Research local hospitals or medical centers in your destination. Know where you will go in case of an emergency. Call your medical insurance company and find out if they take your insurance. Ask your insurance company what the procedure is should something happen while you are away. Ask them to put a note in your file regarding where you will be and the dates. Find out also if they will require referrals.
Decide how much activity your child can handle.
It’s natural to want to see and do it all in the time you have, but that’s no reason to cram a lifetime into one trip. Schedule rest periods that allow time for relaxation or a nap. Plan short, quality activities to meet the needs your child has. Time with headphones or a book can be a plus. If you realize it’s impossible to return to your hotel at regular intervals, at least allow time to sit down in a quiet place. Make your first day a short one, too. Falling out of the car or off the plane and bounding into vacation activities is never a good idea for anybody. Intentionally go to your room to rest, read, or watch TV together and talk as a family about tomorrow’s adventures. Get a meal, then take in a show later on in the day or some other event that’s low-key or will wear out your hyperactive child just enough to get them to sleep before going out tomorrow.

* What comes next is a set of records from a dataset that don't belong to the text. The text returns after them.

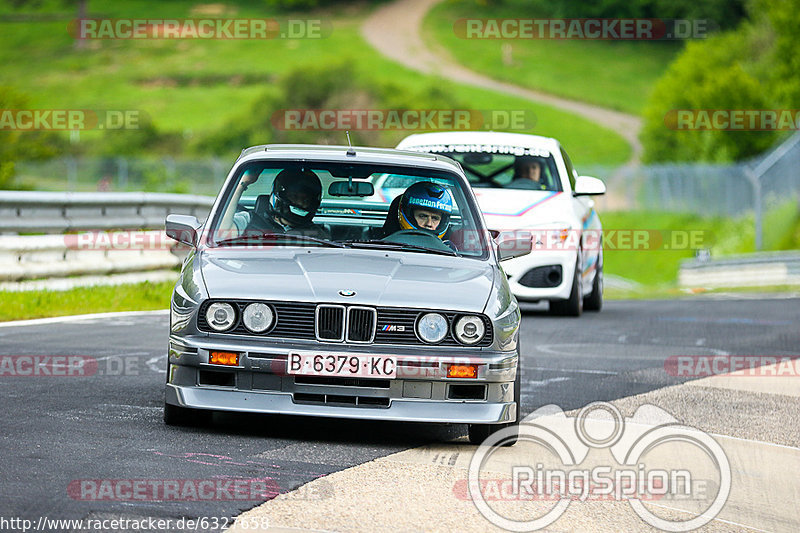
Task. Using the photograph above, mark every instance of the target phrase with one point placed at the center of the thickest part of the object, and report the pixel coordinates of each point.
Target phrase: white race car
(552, 203)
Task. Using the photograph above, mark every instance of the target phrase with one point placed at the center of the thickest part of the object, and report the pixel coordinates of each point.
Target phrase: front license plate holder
(341, 365)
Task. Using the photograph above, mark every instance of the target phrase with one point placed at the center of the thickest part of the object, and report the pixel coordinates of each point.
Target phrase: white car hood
(507, 209)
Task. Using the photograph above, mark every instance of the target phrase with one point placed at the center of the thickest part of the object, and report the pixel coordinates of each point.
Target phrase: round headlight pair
(432, 328)
(257, 317)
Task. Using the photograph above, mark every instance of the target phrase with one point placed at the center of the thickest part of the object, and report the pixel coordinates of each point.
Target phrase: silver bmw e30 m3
(302, 294)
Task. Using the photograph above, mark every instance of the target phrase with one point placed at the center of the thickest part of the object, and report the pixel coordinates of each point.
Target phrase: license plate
(364, 366)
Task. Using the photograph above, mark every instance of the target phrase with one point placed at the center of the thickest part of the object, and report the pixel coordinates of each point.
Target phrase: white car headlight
(257, 317)
(432, 327)
(220, 316)
(469, 329)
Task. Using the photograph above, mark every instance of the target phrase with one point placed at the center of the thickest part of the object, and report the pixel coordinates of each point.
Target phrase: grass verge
(99, 299)
(193, 87)
(622, 73)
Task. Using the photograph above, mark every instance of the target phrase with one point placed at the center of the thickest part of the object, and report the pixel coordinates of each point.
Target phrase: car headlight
(432, 327)
(257, 317)
(220, 316)
(469, 329)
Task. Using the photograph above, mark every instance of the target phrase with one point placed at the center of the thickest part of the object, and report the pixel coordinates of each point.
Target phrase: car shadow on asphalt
(329, 430)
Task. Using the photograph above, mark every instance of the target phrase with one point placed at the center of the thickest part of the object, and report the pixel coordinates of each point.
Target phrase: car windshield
(520, 168)
(324, 204)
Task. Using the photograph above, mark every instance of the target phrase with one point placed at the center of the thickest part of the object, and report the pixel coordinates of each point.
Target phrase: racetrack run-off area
(61, 430)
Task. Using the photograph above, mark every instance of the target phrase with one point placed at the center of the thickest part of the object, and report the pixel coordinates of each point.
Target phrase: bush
(22, 145)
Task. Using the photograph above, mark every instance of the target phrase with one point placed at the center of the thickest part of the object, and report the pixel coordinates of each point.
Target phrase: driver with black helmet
(290, 208)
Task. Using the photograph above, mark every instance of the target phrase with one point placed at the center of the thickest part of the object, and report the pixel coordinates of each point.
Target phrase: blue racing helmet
(427, 196)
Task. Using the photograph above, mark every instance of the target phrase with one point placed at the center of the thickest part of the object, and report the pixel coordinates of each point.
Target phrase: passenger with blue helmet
(426, 206)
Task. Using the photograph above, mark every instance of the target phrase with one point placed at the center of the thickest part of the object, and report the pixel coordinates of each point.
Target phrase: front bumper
(419, 393)
(516, 268)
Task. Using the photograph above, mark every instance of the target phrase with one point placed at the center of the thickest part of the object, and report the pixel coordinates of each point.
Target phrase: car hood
(378, 277)
(505, 209)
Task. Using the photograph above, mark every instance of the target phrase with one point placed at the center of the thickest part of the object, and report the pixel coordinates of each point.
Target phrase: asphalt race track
(59, 430)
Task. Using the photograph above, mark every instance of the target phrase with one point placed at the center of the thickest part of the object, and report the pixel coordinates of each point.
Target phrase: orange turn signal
(224, 358)
(462, 371)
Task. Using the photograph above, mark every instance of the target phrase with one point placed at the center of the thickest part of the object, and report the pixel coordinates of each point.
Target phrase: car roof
(480, 138)
(355, 154)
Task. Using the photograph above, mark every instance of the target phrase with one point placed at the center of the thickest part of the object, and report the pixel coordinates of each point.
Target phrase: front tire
(594, 302)
(480, 432)
(574, 305)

Theme Parks Large tourist attractions are usually able to accommodate various disability needs. Even if you never use a wheelchair in your daily life with your child, consider renting a wheelchair or scooter at theme parks, unless your child can handle walking for miles and standing for hours without pain. At most parks, if your child is in a wheelchair, you can go right in without waiting in line. Some zoos have wheelchairs and scooters to rent for the day, but make sure you call first. This will allow your family to do a lot more for a longer period and expend less energy.
A few weeks before your trip, request a letter from the doctor with your child’s diagnoses and medication information. Bring their medical records if your child is medically complex and you need more than the letter. If your child takes medication, make sure you bring enough to last you the whole trip and a little beyond. Ask the doctor for supplement recommendations if your child suffers from anxiety or motion sickness.

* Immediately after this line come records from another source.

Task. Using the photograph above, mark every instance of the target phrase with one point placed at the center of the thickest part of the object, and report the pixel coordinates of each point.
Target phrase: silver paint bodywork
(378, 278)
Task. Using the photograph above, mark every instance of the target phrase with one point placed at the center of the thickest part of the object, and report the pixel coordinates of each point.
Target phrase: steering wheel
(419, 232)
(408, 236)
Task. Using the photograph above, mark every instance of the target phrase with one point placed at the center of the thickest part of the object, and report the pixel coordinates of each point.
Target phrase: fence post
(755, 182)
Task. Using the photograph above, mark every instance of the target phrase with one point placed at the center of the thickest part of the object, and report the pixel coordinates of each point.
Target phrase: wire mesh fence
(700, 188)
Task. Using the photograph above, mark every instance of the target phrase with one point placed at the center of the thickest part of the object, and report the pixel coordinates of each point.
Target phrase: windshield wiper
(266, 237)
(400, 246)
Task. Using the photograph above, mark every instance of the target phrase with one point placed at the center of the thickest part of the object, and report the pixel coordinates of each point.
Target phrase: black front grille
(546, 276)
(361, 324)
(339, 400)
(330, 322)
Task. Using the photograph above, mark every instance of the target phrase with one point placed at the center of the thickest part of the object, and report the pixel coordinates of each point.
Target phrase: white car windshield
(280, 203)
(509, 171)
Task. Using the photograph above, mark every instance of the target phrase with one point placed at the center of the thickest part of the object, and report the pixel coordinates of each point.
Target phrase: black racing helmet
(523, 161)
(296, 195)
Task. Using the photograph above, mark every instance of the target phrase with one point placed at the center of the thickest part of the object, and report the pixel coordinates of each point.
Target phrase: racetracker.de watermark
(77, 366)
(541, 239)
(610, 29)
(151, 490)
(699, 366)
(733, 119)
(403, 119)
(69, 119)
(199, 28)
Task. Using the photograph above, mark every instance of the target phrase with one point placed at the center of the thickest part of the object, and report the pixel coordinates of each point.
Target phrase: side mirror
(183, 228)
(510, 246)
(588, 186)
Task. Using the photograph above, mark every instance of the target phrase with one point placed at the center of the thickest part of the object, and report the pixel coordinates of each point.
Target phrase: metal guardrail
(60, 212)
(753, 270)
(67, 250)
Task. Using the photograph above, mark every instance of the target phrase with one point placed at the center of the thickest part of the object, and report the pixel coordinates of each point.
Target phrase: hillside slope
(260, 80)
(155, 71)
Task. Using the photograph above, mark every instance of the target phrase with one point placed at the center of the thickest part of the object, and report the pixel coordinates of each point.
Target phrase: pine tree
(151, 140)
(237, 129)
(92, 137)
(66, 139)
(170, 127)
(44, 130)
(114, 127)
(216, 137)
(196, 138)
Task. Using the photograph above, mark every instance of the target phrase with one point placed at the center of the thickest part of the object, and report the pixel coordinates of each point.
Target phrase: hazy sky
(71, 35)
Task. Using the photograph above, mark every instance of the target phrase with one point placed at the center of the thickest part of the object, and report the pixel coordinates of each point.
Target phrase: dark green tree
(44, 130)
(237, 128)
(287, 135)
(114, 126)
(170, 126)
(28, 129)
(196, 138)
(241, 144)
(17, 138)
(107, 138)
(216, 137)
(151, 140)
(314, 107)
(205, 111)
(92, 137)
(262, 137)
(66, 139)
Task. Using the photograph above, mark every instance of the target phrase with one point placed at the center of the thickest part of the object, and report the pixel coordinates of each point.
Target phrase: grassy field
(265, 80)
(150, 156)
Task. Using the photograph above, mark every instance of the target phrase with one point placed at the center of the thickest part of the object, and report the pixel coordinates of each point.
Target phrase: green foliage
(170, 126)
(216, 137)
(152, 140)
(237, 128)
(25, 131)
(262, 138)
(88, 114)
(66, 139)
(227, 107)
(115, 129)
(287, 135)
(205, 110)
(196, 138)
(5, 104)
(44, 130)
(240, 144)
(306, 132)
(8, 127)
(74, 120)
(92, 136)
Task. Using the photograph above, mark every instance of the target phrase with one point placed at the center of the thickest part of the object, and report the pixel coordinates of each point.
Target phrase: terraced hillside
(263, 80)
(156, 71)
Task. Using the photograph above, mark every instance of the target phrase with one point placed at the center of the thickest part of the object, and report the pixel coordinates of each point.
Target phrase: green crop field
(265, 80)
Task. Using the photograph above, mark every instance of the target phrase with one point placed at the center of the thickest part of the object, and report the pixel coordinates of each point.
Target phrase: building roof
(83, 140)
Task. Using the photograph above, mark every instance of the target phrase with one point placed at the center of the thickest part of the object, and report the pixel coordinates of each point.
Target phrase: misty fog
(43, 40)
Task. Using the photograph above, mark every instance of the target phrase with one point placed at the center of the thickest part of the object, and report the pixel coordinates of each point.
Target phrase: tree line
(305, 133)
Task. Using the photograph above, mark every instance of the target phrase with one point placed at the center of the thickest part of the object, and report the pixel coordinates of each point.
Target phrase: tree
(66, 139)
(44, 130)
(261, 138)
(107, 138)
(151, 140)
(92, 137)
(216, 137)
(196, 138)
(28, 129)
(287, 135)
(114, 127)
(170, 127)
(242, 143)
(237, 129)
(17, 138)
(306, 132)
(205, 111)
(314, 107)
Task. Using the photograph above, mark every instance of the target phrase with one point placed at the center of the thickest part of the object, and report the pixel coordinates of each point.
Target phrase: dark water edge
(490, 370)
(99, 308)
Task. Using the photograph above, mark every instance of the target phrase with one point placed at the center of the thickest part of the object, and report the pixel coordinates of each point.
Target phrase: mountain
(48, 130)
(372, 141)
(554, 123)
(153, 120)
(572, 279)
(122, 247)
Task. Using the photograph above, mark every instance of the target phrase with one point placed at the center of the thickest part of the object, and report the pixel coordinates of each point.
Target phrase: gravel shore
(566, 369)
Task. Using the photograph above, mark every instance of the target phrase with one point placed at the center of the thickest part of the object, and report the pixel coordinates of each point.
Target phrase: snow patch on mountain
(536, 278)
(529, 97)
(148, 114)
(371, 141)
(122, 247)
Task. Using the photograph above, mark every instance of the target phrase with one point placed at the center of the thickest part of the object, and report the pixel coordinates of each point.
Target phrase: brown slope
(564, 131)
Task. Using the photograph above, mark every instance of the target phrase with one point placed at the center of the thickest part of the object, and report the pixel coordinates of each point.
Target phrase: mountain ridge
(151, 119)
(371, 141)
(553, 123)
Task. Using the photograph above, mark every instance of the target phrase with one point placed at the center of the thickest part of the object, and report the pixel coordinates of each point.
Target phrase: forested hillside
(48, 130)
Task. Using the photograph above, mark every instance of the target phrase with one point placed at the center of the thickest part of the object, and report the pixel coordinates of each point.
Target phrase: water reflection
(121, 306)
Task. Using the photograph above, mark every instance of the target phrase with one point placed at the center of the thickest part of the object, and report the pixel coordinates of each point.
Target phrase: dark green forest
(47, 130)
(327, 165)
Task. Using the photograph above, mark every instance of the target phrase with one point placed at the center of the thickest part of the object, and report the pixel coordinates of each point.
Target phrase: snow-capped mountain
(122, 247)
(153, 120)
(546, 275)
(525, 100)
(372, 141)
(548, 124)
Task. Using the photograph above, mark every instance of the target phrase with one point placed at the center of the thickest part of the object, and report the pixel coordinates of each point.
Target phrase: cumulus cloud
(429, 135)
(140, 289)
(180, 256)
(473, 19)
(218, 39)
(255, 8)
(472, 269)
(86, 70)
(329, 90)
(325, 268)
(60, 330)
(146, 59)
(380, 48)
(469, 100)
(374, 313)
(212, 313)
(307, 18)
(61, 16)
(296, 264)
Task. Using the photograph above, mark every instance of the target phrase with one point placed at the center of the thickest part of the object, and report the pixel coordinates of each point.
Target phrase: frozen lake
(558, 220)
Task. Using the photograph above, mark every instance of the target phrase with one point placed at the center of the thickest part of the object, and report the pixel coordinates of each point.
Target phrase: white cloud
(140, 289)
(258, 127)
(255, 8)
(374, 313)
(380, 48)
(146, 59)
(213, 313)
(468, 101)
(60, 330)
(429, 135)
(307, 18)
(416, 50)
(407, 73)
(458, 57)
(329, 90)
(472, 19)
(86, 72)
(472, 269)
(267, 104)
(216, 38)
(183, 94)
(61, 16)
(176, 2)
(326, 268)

Let your child know what you expect from them.
Prepare a story on what to expect while traveling on an airplane. Include all the things you know you will encounter on your trip, like immigration services, waiting, running into people from different cultures, etc. Discuss using the bathroom in an airport and on an airplane, having to stay close to mom and dad, and having calm bodies and voices while they are in those situations.
Keep the daily routine as much as possible.
Sleeping and eating schedules should follow your child's normal routine. If you have to be in your hotel room at a certain time of day, so be it. As much as possible, travel in the off-season or at less crowded times. Most kids don't do well in big crowds or while waiting in line.
Remember the typical age-appropriate behavior for your child. All kids get tired and cranky, especially when parents push them past their normal limits. Typical children have meltdowns and tantrums when they do too much, so don’t expect any less from your child with disabilities.
Relax and enjoy!
Know that you have prepared for the worst and expect the best. You’ve done all you can, so relax and enjoy your vacation. Plan at least one day of rest after returning home from vacation, too. Sometimes you don’t know how tired you really are until you get up the next day for work or school, and you wish you could take a vacation due to exhaustion from your vacation. That’s no way to do it, so remember to include at least one day home rest after vacation before returning to the daily grind.
Traveling with a special needs child can be done and the entire family can have fun. But just like your child needs accommodations to get through day-to-day life and school at home, they may need accommodations when traveling. The key is just to be prepared.